"Les intermittences du cœur" puis "A la recherche du temps perdu" : histoire d'un manuscrit de Marcel Proust.
06/01/2020
C'est à Londres que la maison Christie's a mis en vente, le 7 juin 2000, le plus important manuscrit de Proust encore en mains privées. Il s'agissait du premier jeu d'épreuves typographiques de la presque totalité du premier volume de la Recherche, Du côté de chez Swann, divisé en "placards", c'est-à-dire des feuilles où figurent huit pages imprimées non coupées.
Cet ensemble capital, remanié et réécrit à la main par l'auteur, montre ses hésitations, ses repentirs. Des pages entières sont biffées et des textes recomposés ajoutés sur des becquets, les fameuses "paperolles", un terme proustien pour désigner les becquets qu'il rallonge au gré de sa plume, dont certains atteignent un mètre de long.
Après avoir essuyé le refus de plusieurs éditeurs, Marcel Proust décide finalement de publier à compte d'auteur, aux éditions Grasset. Il signe son contrat le 11 mars 1913, puis commence à corriger les premières épreuves, expédiées par l'imprimeur à partir du 31 mars. C'est ce document qui a été mis en vente. Il montre comment Proust s'est d'abord contenté d'un titre d'une tonalité surprenante, Les Intermittences du cœur, avant l'illumination d’À la recherche du temps perdu, apparemment survenue à la lecture de ces épreuves. Le Temps perdu, titre du premier volume, devient, quant à lui, Du côté de chez Swann.
L'auteur évoque ce travail dans la correspondance : "Mes corrections jusqu'ici... ne sont pas des corrections. Il ne reste pas une ligne sur vingt du texte primitif... (...) Je colle des papiers en haut, en bas, à droite, à gauche..." (12 avril 1913, alors qu'il réécrit le placard 15).

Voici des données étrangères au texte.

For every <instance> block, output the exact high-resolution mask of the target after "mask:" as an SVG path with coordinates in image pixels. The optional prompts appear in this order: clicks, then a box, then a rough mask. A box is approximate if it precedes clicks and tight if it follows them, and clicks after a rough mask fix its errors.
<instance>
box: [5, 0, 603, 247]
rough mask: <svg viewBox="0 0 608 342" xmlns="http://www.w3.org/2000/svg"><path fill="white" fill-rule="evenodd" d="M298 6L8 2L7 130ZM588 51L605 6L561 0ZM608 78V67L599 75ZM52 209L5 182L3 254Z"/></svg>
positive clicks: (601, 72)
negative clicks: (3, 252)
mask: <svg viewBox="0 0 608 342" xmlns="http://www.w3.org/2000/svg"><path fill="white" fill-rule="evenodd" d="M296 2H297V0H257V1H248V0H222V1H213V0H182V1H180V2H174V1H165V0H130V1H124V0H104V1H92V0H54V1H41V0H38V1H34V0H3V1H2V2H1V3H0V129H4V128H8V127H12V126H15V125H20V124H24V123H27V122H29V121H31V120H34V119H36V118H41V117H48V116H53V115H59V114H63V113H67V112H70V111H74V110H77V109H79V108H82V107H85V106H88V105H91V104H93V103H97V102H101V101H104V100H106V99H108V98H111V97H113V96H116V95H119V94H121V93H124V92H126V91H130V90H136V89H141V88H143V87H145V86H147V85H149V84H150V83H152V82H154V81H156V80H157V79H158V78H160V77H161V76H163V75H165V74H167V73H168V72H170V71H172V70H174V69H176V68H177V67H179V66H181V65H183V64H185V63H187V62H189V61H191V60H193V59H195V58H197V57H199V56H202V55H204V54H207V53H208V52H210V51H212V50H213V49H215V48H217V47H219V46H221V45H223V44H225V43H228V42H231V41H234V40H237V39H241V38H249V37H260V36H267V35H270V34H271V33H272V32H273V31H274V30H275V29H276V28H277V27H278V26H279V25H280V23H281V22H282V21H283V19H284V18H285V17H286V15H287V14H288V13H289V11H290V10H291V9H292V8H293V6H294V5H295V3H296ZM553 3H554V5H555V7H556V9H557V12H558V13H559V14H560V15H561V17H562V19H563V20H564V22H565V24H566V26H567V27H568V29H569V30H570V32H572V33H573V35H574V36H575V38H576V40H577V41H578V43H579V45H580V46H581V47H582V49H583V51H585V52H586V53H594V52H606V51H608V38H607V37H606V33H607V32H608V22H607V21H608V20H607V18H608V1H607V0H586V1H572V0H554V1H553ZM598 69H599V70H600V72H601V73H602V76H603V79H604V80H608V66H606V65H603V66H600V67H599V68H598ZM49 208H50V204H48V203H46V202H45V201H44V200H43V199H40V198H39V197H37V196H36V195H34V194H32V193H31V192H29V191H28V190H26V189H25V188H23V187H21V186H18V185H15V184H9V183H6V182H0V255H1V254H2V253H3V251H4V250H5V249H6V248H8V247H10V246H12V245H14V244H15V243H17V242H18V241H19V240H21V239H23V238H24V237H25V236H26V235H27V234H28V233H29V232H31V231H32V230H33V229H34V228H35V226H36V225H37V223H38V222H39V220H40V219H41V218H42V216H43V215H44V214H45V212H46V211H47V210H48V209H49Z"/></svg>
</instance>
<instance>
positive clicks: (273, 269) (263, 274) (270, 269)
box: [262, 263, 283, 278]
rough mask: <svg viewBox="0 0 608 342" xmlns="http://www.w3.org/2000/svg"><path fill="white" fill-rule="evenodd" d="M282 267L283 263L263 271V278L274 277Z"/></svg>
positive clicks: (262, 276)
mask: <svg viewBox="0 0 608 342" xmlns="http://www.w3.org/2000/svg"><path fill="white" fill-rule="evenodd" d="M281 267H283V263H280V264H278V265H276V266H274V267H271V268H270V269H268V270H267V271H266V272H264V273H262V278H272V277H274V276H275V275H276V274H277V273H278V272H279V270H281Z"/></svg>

Quelques jours plus tard, il travaille sur le placard 20, et envoie une lettre à son éditeur : "En réalité, le texte n'est pas extrêmement changé, car tout ce que j'ai ajouté, je l'ai généralement biffé ensuite. Mais il en résulte sinon un changement de dimensions... du moins un inextricable gâchis, qui va donner à vos ouvriers une peine dont je suis désolé et confus" (19 avril 1913).
Ce travail supplémentaire lui vaut une facture de 595 francs d'extras pour couvrir les frais occasionnés par ce deuxième manuscrit. Viendront encore cinq épreuves avant l'impression définitive, en novembre 1913. La plupart des manuscrits, notes, documents dactylographiés de Proust appartiennent à la Bibliothèque nationale. Preuve de l'intérêt universel soulevé par cet auteur, ces pages raturées étaient alors estimées entre 990 000 et 1,5 million d'euros. Un prix calculé d'après les enchères obtenues sur des œuvres comparables : en juin 1999, des épreuves corrigées d’À l'ombre des jeunes filles en fleur, montées en placard, avaient été adjugées 295 000 francs à Drouot.
Le fait d'avoir présenté ce 7 juin 2000 un volume entier et qu'il se soit agi du premier livre de ce roman, la présence des titres abandonnés ensuite et le travail énorme de réécriture faisaient de ces 52 placards un document primordial sur un des plus célèbres ouvrages du XXe siècle. Ce document unique a été acquis par la Fondation Martin-Bodmer de Genève lors de ladite vente aux enchères. Les éditions Gallimard ont ensuite pu commercialiser la reproduction à l'identique et dans les mêmes dimensions (30 x 40 cm) des fameuses épreuves corrigées, en seulement 1.100 exemplaires numérotés. Tous ont été pré-vendus (à 219 euros).